Example traversal SQL for `.out("PRESENTED_BY").to("Talk")`:

```text
SELECT n1.id, n1.label, n1.props
FROM   grust_nodes  n0
JOIN   grust_edges  e0  ON  e0.src_id = n0.id
                        AND e0.edge_type = 'PRESENTED_BY'
JOIN   grust_nodes  n1  ON  n1.id = e0.dst_id
                        AND n1.label = 'Talk'
WHERE  n0.id = 'person:ada'
```

`GraphAdminStore::bootstrap()` creates the tables with `USING delta`.
`clear()` issues `DELETE FROM` on both tables.

### LanceDB

LanceDB maps Grust's graph model to two Lance tables using Arrow batches and
the Rust SDK:

```text
Node id / label / props  -> row in grust_nodes
Edge key / endpoints     -> row in grust_edges
put_node / put_edge      -> merge_insert upsert
get_node / get_edges     -> SDK query filters
traverse                 -> repeated edge/node filters per IR step
```

`LanceDbGraphStore::connect()` opens a local or remote LanceDB URI,
`GraphAdminStore::bootstrap()` creates empty universal tables when needed, and
`clear()` drops and recreates them. Node IDs are the node upsert key. Edges use
an explicit edge ID when present and otherwise use `(from, label, to)` as a
stable key.
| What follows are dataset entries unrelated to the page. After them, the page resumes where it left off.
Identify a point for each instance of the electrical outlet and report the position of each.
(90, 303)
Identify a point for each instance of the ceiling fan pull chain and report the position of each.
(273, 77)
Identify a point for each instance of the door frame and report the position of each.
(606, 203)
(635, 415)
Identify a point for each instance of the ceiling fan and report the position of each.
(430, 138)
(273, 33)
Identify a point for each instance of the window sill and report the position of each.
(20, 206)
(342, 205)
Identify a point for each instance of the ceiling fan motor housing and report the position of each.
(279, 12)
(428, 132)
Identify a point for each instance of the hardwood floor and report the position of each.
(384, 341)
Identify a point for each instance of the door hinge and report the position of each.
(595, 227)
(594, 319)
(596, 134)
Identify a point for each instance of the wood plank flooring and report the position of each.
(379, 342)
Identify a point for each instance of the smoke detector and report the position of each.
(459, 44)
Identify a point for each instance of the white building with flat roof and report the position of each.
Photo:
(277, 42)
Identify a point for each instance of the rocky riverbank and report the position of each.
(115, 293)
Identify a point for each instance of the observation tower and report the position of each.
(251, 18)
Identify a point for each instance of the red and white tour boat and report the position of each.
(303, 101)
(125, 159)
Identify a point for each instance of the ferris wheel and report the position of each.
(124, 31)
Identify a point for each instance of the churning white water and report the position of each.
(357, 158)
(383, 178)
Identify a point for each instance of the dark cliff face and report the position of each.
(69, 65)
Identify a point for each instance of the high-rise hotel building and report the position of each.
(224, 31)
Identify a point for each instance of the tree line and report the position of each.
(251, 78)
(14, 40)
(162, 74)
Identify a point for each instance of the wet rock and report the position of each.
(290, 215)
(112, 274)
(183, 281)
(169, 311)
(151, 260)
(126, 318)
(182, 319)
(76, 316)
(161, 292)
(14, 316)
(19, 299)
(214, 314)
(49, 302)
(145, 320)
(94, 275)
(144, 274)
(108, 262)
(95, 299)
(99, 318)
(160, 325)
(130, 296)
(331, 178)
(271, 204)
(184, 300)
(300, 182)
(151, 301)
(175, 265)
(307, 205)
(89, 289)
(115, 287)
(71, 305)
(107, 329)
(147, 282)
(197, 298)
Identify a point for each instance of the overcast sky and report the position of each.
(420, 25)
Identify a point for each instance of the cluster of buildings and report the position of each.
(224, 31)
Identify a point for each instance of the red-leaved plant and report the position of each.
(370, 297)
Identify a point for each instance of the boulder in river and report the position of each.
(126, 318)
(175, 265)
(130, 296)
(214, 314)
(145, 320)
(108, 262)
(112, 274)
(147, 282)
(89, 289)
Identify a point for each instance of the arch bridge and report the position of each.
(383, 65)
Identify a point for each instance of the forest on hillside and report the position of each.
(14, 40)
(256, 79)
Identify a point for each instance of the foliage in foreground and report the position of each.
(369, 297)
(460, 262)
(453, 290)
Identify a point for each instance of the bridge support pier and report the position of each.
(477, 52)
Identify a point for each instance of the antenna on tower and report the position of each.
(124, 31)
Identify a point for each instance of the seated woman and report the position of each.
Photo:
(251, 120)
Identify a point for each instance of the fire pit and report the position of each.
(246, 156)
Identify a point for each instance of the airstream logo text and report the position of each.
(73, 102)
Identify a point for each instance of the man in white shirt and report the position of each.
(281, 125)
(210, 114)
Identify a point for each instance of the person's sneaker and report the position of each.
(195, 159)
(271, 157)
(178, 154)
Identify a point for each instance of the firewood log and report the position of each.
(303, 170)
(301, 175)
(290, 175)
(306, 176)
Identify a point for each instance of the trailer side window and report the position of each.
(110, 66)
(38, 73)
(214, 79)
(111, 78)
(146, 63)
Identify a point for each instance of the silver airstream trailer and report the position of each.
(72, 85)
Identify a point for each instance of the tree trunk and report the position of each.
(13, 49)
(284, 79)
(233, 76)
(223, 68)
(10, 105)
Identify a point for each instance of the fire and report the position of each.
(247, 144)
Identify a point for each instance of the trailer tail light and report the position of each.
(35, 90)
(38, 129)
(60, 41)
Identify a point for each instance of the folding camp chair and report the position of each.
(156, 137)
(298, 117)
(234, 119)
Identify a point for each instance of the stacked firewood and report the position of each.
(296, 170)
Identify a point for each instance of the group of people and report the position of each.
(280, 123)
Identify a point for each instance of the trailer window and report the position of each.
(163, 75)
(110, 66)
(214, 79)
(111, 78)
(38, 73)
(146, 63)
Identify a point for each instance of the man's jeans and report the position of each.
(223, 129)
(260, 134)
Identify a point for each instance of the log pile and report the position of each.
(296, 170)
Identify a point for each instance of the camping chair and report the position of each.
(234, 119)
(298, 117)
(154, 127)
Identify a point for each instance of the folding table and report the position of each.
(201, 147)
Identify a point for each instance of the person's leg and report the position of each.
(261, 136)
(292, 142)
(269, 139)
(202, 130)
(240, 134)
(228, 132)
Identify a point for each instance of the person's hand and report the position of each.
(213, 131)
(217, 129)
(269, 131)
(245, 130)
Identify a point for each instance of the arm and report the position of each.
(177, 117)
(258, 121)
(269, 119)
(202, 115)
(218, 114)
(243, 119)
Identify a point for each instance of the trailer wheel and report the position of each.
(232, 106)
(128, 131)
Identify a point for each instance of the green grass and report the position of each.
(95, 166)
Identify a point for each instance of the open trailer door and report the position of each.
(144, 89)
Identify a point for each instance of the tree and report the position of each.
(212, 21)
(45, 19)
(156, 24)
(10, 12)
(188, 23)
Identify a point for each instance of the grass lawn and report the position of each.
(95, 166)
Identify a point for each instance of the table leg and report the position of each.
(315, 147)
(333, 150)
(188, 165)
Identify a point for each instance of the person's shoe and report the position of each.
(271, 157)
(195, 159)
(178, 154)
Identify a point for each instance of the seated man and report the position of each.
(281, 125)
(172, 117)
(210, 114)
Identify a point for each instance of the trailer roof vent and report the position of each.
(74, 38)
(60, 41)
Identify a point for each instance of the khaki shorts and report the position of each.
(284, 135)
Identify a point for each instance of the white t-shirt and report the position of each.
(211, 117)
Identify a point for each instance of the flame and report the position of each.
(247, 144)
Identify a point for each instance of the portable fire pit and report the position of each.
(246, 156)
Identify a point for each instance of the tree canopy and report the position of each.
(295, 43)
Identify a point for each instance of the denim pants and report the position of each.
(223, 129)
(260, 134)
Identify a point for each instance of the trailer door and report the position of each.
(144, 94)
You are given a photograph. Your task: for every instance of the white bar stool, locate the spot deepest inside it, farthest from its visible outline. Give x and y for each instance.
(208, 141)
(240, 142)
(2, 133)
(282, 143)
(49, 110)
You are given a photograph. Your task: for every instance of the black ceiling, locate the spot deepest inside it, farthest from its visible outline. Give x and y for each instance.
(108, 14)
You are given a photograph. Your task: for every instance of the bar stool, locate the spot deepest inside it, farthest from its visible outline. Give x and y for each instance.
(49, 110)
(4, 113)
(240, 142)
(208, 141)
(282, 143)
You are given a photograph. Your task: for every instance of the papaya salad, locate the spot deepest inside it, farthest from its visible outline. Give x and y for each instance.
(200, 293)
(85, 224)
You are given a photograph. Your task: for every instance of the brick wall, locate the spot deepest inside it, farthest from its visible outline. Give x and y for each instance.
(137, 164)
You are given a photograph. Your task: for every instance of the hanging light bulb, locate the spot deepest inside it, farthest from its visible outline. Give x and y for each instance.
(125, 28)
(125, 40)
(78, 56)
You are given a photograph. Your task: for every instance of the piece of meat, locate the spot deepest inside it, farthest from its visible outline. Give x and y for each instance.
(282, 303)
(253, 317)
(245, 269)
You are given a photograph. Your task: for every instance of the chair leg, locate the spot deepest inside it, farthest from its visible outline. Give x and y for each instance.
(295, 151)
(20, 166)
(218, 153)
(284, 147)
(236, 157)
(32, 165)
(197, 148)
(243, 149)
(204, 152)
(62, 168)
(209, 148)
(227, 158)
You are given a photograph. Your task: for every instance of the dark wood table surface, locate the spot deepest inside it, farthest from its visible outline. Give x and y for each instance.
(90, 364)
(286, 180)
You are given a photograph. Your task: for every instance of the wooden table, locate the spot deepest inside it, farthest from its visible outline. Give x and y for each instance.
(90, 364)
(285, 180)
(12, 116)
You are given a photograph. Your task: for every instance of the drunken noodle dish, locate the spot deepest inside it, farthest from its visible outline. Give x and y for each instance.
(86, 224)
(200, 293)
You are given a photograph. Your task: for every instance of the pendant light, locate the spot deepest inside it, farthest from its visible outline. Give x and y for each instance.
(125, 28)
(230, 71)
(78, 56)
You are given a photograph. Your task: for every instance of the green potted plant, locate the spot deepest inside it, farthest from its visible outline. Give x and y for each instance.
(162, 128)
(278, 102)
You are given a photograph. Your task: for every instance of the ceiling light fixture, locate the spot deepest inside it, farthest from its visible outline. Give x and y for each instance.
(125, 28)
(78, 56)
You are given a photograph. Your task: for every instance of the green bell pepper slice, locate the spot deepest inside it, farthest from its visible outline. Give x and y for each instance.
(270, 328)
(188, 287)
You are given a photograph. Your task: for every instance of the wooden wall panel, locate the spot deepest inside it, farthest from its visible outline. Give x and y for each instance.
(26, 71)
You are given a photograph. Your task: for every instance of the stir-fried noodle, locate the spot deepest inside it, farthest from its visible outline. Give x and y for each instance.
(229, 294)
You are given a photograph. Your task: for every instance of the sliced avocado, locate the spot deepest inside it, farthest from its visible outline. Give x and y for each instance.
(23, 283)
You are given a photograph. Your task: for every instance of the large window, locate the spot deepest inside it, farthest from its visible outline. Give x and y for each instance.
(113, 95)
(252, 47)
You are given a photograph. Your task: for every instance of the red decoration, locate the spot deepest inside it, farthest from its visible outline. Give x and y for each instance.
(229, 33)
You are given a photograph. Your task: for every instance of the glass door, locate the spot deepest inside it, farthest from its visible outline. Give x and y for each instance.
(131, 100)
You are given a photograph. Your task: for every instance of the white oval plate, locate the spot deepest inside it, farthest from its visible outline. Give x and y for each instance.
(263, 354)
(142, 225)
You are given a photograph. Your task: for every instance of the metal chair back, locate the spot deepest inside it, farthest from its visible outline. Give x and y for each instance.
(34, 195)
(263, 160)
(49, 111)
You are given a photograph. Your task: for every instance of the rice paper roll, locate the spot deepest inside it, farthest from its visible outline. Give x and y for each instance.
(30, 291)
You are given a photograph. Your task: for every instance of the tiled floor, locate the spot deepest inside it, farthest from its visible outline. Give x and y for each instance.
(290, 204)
Properties are stored as JSON text for backend-neutral reads today;
typed property columns and vector indexes can be layered on through schema and
backend-specific extension traits later.

## Design Principles

- Keep graph data independent from database query languages.
- Make IDs explicit and stable.
- Treat edge properties as first-class data.
- Prefer typed values over ad hoc JSON strings.
- Keep schema optional.
- Keep traversal backend-neutral.
- Keep backend-specific capabilities as extension traits when they appear.
- Make the in-memory backend deterministic and boring, especially for tests.

## Status

Grust is pre-release.

Implemented:

- core property graph model
- typed IDs and labels
- typed property values
- graph builder
- schema structs
- traversal structs and fluent helpers
- async `GraphStore` trait
- CocoIndex-style graph export adapter
- in-memory backend
- FalkorDB, HelixDB, LanceDB, pgGraph, Sail, and SurrealDB backend crates

Planned:

- richer validation in `GraphBuilder`
- import/export helpers
- backend-specific schema lowering
- more traversal result shapes
- query and index helpers

## Development

Run the full test suite:

```sh
cargo test
```

Format the workspace:

```sh
cargo fmt
```

Run checks for all crates:

```sh
cargo check --workspace --all-targets
```

## License

Grust is dual-licensed under either of:

- Apache License, Version 2.0
- MIT license

Choose either license when using, modifying, or distributing Grust.